Bu terör karşımıza iki biçimde çıkıyor:
Birincisi, motosikletçilerde görülen aşırı kompleksli hava. Aslında, aşağılık kompleksinin bir yansıması olan bu havadaki motosikletçiler; kendilerini göstermek için yolun kralı gibi davranıyorlar. Ve bu tipi gören öbür motosikletçiler de etkilenip taklide başlıyorlar. Otomobil sürücüleri ile takışmak bunların en sevdiği iş. Elbette ki sonucu ölümcül oluyor.
Çözüm belli: Büyük şehirlerde, hiç değilse ana yollarda motosikletlerin trafiğe çıkması yasaklanmalıdır.
GÜRÜLTÜ BELASI
Motosikletçinin karıştığı kaza sonuçta kendisini etkiliyor ama yarattığı daha büyük bir bela var: O da egzoz terörü.Bir arkadaşım aradı: “İki yaşındaki torunumu görmeye gittim. Evleri ara bir yerde. Geceleyin evin önünden bir motosiklet geçti. Sanırsın ki makineli tüfekle ateş ediyorlar. Egzozundan camlar titredi. Uyuyan çocuk korkup ağlamaya başladı. Rezalet! Ne olur şunu yazıp polise duyur.”

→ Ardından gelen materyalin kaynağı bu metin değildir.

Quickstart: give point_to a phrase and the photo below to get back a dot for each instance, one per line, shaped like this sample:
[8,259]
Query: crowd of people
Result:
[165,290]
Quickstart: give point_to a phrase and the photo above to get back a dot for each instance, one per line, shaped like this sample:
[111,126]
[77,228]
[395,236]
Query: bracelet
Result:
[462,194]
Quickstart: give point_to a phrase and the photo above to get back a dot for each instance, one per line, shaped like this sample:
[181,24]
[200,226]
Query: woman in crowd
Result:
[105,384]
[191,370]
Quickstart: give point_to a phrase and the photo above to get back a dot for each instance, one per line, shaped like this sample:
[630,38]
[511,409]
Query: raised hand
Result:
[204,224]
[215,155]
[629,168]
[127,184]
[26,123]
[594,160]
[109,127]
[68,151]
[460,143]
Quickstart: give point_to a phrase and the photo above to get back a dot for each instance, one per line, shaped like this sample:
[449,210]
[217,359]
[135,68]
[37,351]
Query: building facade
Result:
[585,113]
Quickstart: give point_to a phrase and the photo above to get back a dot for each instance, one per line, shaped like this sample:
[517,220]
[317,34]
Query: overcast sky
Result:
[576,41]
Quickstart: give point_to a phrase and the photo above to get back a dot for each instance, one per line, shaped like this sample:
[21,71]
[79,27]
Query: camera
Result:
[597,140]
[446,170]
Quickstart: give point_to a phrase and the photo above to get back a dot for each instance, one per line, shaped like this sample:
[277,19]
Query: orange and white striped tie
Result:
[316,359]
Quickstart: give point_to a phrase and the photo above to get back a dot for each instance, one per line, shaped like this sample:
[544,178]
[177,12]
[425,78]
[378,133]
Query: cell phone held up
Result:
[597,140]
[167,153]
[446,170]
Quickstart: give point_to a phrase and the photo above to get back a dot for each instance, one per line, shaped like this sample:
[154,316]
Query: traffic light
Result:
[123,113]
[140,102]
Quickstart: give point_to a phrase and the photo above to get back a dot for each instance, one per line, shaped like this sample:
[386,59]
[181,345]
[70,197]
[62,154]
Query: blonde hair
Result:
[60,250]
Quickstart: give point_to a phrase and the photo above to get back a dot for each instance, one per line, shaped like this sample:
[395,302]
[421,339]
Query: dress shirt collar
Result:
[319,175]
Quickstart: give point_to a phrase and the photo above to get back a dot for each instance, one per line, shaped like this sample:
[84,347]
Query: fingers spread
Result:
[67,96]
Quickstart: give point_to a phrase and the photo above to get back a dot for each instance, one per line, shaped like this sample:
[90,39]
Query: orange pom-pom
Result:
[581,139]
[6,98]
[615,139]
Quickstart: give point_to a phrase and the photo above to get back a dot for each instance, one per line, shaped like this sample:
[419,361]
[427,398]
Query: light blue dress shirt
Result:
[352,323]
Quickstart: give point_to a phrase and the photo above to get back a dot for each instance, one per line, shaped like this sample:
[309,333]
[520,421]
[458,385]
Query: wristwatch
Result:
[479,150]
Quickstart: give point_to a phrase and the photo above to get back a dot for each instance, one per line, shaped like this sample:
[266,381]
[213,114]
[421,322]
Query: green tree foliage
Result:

Bu bir önemli sorun: Motosikletçilerin en çok zevk aldıkları iş, egzozlarını değiştirip yüksek gürültü çıkartarak dolaşmak. Bu müthiş kirlilik sıcaktan bunalıp pencerelerini açan insanları perişan ediyor. Bunlardan 25 yaşlarındaki birisine niye bu gürültücü ekzozu taktırdığını sordum. Verdiği cevap şu oldu: “Gece yarısından sonra sokak aralarına dalıyorum, ekzoz patlatıp otomobillerin alarmlarını öttürüyorum. Çok hoşuma gidiyor.”
İstanbul polisinden rica ediyoruz: Halkın huzuru için çalışan teşkilatımız olarak; sokaklarda egzoz patlatan tiplerin egzozlarını patlatın ki halk size dua etsin.